United States
Focused on Implementing Long-Term Solutions for the Country’s Most Pressing Problems
Project ECHO remained at the forefront of addressing national health priorities in 2023.
Across the United States, the ECHO Institute and our ECHO partners tackled the opioid epidemic. To provide more comprehensive coverage to patients, we used a combination of state and collaborative regional programming, and partnered with the Center for Disease Control and Prevention.
The ECHO Institute launched the first national Violence Prevention ECHO program to equip clinicians with the communication skills needed to have important, and difficult, conversations about substance use and related issues, including domestic violence, suicidality, loneliness and gun violence.
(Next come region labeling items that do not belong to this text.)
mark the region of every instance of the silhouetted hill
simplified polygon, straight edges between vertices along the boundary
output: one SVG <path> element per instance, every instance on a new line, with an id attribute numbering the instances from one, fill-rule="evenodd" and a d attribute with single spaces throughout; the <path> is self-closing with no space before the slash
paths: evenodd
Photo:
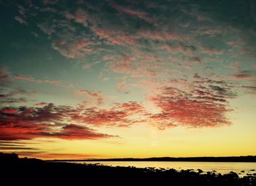
<path id="1" fill-rule="evenodd" d="M 200 170 L 112 167 L 18 158 L 0 153 L 1 182 L 4 185 L 179 185 L 253 186 L 256 177 L 239 178 L 231 172 L 222 175 Z"/>

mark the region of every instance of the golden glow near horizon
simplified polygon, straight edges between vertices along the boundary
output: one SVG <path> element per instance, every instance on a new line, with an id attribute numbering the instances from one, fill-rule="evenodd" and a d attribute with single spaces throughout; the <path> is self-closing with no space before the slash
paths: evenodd
<path id="1" fill-rule="evenodd" d="M 0 1 L 1 152 L 256 155 L 253 1 Z"/>

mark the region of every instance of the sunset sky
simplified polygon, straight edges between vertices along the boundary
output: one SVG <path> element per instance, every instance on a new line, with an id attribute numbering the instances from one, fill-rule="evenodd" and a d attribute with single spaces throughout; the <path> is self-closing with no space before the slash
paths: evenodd
<path id="1" fill-rule="evenodd" d="M 256 1 L 0 0 L 0 152 L 256 155 Z"/>

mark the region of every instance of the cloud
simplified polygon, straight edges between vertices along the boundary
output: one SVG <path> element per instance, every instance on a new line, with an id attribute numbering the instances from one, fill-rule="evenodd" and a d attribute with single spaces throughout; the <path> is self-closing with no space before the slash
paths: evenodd
<path id="1" fill-rule="evenodd" d="M 15 16 L 15 17 L 14 17 L 14 19 L 21 24 L 26 24 L 26 25 L 28 24 L 28 23 L 24 19 L 20 18 L 20 16 Z"/>
<path id="2" fill-rule="evenodd" d="M 35 104 L 34 106 L 45 106 L 45 105 L 48 105 L 48 104 L 45 103 L 45 102 L 40 102 L 40 103 Z"/>
<path id="3" fill-rule="evenodd" d="M 253 75 L 251 71 L 239 71 L 237 74 L 230 75 L 231 77 L 237 80 L 252 80 Z"/>
<path id="4" fill-rule="evenodd" d="M 149 18 L 149 15 L 143 11 L 132 9 L 127 7 L 123 7 L 111 2 L 111 5 L 113 8 L 116 9 L 121 13 L 127 14 L 132 17 L 138 18 L 145 20 L 147 23 L 152 23 L 152 18 Z"/>
<path id="5" fill-rule="evenodd" d="M 56 4 L 58 1 L 59 0 L 43 0 L 42 3 L 45 4 Z"/>
<path id="6" fill-rule="evenodd" d="M 0 109 L 0 140 L 116 137 L 98 133 L 87 125 L 128 127 L 141 120 L 140 113 L 143 110 L 143 106 L 135 101 L 115 104 L 108 109 L 83 104 L 77 107 L 53 104 L 43 107 L 4 106 Z"/>
<path id="7" fill-rule="evenodd" d="M 15 78 L 16 80 L 26 80 L 28 82 L 36 82 L 37 81 L 34 77 L 30 77 L 30 76 L 20 76 L 20 75 L 17 74 L 15 76 Z"/>
<path id="8" fill-rule="evenodd" d="M 217 102 L 222 101 L 225 100 L 214 97 L 189 96 L 189 93 L 166 87 L 162 93 L 153 98 L 162 112 L 151 118 L 159 128 L 170 125 L 201 128 L 230 125 L 225 115 L 230 109 Z"/>
<path id="9" fill-rule="evenodd" d="M 49 104 L 38 107 L 2 107 L 0 109 L 0 139 L 20 140 L 35 138 L 97 139 L 115 137 L 97 133 L 86 126 L 63 123 L 71 108 Z"/>
<path id="10" fill-rule="evenodd" d="M 28 100 L 26 98 L 1 98 L 0 100 L 0 105 L 1 104 L 18 104 L 18 103 L 26 103 L 28 102 Z"/>
<path id="11" fill-rule="evenodd" d="M 203 78 L 195 81 L 173 80 L 159 88 L 150 100 L 160 109 L 149 113 L 149 121 L 159 129 L 168 127 L 220 127 L 230 125 L 227 114 L 232 111 L 229 100 L 237 96 L 227 82 Z"/>

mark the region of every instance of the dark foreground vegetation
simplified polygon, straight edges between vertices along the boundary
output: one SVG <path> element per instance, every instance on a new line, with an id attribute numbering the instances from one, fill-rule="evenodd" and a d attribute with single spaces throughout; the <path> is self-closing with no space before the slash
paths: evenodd
<path id="1" fill-rule="evenodd" d="M 256 185 L 255 175 L 240 178 L 236 173 L 203 174 L 200 170 L 111 167 L 19 158 L 0 153 L 1 183 L 13 185 Z"/>

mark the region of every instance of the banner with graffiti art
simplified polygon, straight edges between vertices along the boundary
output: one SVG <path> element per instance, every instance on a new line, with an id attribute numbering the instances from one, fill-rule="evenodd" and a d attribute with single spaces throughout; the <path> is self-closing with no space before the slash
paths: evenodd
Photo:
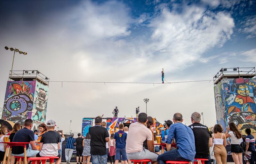
<path id="1" fill-rule="evenodd" d="M 23 125 L 31 118 L 36 81 L 8 81 L 4 103 L 3 119 Z"/>
<path id="2" fill-rule="evenodd" d="M 214 87 L 217 123 L 224 130 L 233 122 L 256 136 L 256 79 L 223 79 Z"/>
<path id="3" fill-rule="evenodd" d="M 110 134 L 115 133 L 119 130 L 118 125 L 120 123 L 124 124 L 124 126 L 129 126 L 132 123 L 137 121 L 136 118 L 104 118 L 102 121 L 107 123 L 107 129 Z M 156 127 L 156 132 L 159 133 L 158 128 L 164 127 L 164 126 L 153 118 L 154 120 L 154 126 Z M 89 128 L 93 126 L 94 122 L 94 118 L 84 118 L 82 123 L 82 136 L 85 137 L 88 132 Z"/>
<path id="4" fill-rule="evenodd" d="M 49 88 L 36 82 L 31 119 L 44 123 L 45 121 Z"/>

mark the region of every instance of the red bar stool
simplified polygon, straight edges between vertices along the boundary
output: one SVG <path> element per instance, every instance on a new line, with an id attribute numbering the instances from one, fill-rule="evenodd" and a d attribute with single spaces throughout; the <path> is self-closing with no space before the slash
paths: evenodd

Project ECHO was also included as a key part of the White House’s proposal for a five-year, $12.3 billion hepatitis-C elimination program. With more than 20 years of experience since our first hepatitis-C ECHO program, the ECHO Institute, and our partners across the United States, stand ready to support the initiative.
Ensuring HIV Infectious Disease Expertise Reaches Rural Providers
What began in 2013 as one ECHO program serving physicians in northwestern New Mexico, the HIV Indian Country ECHO now includes programs in rural and under served urban areas across the country.
Grown from New Mexico’s ongoing partnership with the South Central AIDS Education and Training Center, providers in the HIV ECHO meet monthly to discuss the nuances of HIV care: from how to treat HIV alongside substance-use disorders to providing more aggressive forms of HIV prevention, such as pre- and post-exposure prophylaxis medicines..
With the national HIV treatment guidelines reaching hundreds of pages, ECHO specialists meet an important need by distilling their working knowledge into best practices for providers on the ground, providing a lifeline to busy care providers and their rural patients.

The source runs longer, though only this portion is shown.